Signal Chain and Footswitch Assignments
- Volume Pedal (Exp. 2)
- Synth-O-Matic (FS1) – Used for single note swells, it creates a deep tone and has some really cool sound when it hovers in the mix of an ambient loop.
- Ping Pong Delay (FS2) – This delay is a pretty violent one, I leave it on for all the swells. It really drags out the sound of the guitar and has some cool droning aspects to it as well. Any kind of lead stuff, while using this patch, you more than likely will want to turn this effect off.
- Multi-Head Delay (FS3) – This is a nice subtle delay that adds depth to the sound.
- Analog Delay w/Mod (FS4) – My favorite, dotted 8th note delay! I pretty much leave this on for everything. Tap the bpm in to the song on the tap tempo and have some nice chugs on the guitar mixed with the dotted 8th note delay and you’re basically “the edge” from U2.
- Particle Verb (FS6) – We put this particle verb in front of the other reverbs because it creates a sound dampening effect and allows you to really start to play using dynamics. Do some fast double picking with this while you swell into a note and everyone will think you’re the greatest thing since sliced bread.
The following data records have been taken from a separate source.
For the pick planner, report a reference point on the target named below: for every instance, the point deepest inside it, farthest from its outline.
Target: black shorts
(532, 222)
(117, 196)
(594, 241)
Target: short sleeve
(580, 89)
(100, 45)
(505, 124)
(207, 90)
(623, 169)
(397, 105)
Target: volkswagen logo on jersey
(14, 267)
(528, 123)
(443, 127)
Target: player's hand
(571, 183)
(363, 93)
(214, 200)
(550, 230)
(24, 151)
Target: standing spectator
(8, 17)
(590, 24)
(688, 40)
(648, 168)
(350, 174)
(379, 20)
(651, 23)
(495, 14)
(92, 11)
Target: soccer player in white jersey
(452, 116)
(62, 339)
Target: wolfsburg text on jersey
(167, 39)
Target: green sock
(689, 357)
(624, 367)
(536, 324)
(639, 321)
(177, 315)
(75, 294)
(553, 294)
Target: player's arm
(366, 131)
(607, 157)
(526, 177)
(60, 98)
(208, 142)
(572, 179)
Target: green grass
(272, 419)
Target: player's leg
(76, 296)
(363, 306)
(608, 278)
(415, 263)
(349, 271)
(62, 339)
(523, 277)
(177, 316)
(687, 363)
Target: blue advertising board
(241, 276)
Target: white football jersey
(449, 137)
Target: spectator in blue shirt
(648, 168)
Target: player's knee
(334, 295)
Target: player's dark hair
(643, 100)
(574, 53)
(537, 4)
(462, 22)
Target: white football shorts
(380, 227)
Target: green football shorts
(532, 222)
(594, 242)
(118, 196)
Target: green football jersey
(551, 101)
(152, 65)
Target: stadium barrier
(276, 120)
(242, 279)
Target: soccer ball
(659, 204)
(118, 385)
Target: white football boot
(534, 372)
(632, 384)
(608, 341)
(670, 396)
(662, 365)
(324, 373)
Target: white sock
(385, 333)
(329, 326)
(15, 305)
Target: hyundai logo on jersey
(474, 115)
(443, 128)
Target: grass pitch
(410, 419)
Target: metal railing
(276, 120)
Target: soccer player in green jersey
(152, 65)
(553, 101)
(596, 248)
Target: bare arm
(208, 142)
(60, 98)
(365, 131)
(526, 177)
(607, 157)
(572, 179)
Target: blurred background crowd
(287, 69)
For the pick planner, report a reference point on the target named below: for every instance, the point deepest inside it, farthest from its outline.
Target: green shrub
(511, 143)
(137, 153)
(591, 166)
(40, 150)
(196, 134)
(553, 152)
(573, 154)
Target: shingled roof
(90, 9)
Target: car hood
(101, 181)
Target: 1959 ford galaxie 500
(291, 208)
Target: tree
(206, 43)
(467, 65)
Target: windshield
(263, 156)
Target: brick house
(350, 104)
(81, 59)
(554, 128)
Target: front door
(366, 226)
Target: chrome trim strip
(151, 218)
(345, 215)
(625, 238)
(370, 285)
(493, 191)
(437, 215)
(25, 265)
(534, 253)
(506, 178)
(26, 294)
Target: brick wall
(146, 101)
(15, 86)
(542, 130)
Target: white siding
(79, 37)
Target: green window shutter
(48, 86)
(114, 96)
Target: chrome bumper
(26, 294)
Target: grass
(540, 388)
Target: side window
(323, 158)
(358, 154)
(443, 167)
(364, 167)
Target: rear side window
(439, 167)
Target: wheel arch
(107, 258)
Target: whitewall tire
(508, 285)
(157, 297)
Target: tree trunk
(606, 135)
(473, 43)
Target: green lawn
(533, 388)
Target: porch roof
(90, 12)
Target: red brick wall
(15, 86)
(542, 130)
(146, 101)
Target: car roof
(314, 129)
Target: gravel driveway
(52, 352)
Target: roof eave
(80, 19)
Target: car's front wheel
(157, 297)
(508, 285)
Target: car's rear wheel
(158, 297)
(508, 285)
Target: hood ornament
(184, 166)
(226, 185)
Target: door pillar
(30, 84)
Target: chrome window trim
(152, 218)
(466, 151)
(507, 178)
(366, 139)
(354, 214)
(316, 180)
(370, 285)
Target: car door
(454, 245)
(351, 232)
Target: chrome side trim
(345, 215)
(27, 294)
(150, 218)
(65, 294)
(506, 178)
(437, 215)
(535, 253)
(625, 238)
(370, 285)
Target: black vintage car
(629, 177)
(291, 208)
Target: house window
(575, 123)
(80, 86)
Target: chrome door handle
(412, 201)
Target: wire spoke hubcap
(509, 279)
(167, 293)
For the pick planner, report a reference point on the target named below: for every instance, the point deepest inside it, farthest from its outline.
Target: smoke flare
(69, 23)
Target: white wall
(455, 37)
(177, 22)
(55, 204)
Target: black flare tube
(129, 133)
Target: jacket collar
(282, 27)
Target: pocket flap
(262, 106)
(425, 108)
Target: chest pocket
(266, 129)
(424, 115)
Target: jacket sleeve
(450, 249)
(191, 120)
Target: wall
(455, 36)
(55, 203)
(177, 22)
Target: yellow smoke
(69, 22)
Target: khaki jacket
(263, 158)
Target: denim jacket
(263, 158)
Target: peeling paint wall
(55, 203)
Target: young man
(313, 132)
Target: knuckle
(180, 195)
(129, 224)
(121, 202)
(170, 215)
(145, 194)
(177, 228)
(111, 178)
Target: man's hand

It’s a very cool way to look at reverb, it can get out of hand so really play simple and build from there.
- Hall Reverb (FS7) – The hall verb is pretty low in the mix so that you don’t have too much of a digital sound. This is an ambient patch, but we have found that if you use too much delay and reverb, it becomes a huge wash (which is cool for some things) and that isn’t always the sound you’re going for. Little is much more. Always strive for that “organic” sound when coming to swell patches and ambient tones.
- Octo Verb (FS8) – This is a brilliant reverb. It adds some really cool undertones to the mix. it’s set pretty low so that it doesn’t get out of control.
- Amp (Class A-15) – This is modeled after the “VOX AC-15”
This patch is made for ear sensory overload. This patch is made to make the masses drool as they listen to it, whilst you’re sitting there saying, “Yeah, I did that, I’m awesome, I’m the best” (to yourself, of course…don’t want people thinking you’re an egotistical narcissist).
In all seriousness this patch is made to really add dynamics to the worship set. It is very good for transitions and behind prayer. We have found that on slow songs it is extremely useful, depth is everything in worship and for ambient styles of music. Make sure you are in control of the sound, don’t let the effects be in control of it. Play simple things and add to it in layers. Little will go a very long way with this patch.
Some of you are reading this and may have no idea what we are talking about when the word “swell(s)” is used. It’s a very easy concept to grasp and one of the most used techniques in ambient and worship music.
It is simple. Have your volume pedal in the OFF position or DOWN position and strum a chord or note and right after you strum that tone “SWELL” the sound into the mix. You are controlling the volume of the note from 0 percent sound to 100 percent sound (or your desired level of sound).
These reverbs, in our opinion, clash very well. They also sound fantastic without each other as well. Meaning that you have a range of reverberation sounds and you’re not limited to just that one sound that sounds good. They all sound excellent by themselves and together, that is the way we designed this patch. Very versatile.
The delays on this patch are all over the place, but that’s what makes it beautiful. I used the dotted 8th delay, not only because it’s my favorite, but for a base sound. You tap the tempo in for the dotted 8th and then add in the other delays for very rhythmic sounds. Play around with them and get used to them before you discard them, step outside of your box.
The amp is set pretty dirty and with heavy bass. We did this because it is the only overdrive sound on the patch. We have found that it is very dynamic to how you play it. Meaning, if you strum hard it plays a thicker or more distorted sound and when you strum lightly it is less of the distorted sound causing sweet clean tones to run about the mix.
Tweaking the patch for your guitar and needs
One thing we’ve noticed about the POD is that the patches can be very sensitive to different guitars and pickup types. We created this patch with an MJT Thinline Tele style guitar with vintage tele pickups. If you’re playing a Strat, Les Paul, or even other std Telecaster, you may need to tweak this patch to get it sounding best.
We first recommend making a copy of the patch, and then editing the copy. Start with the amp settings. Make sure the drive is set so that the amp just barely breaks up if you play really hard. From there, change the EQ to your taste and to your room. The other settings should be fairly universal.
Finally, change the footswitch assignments so they fit your needs and your playing style.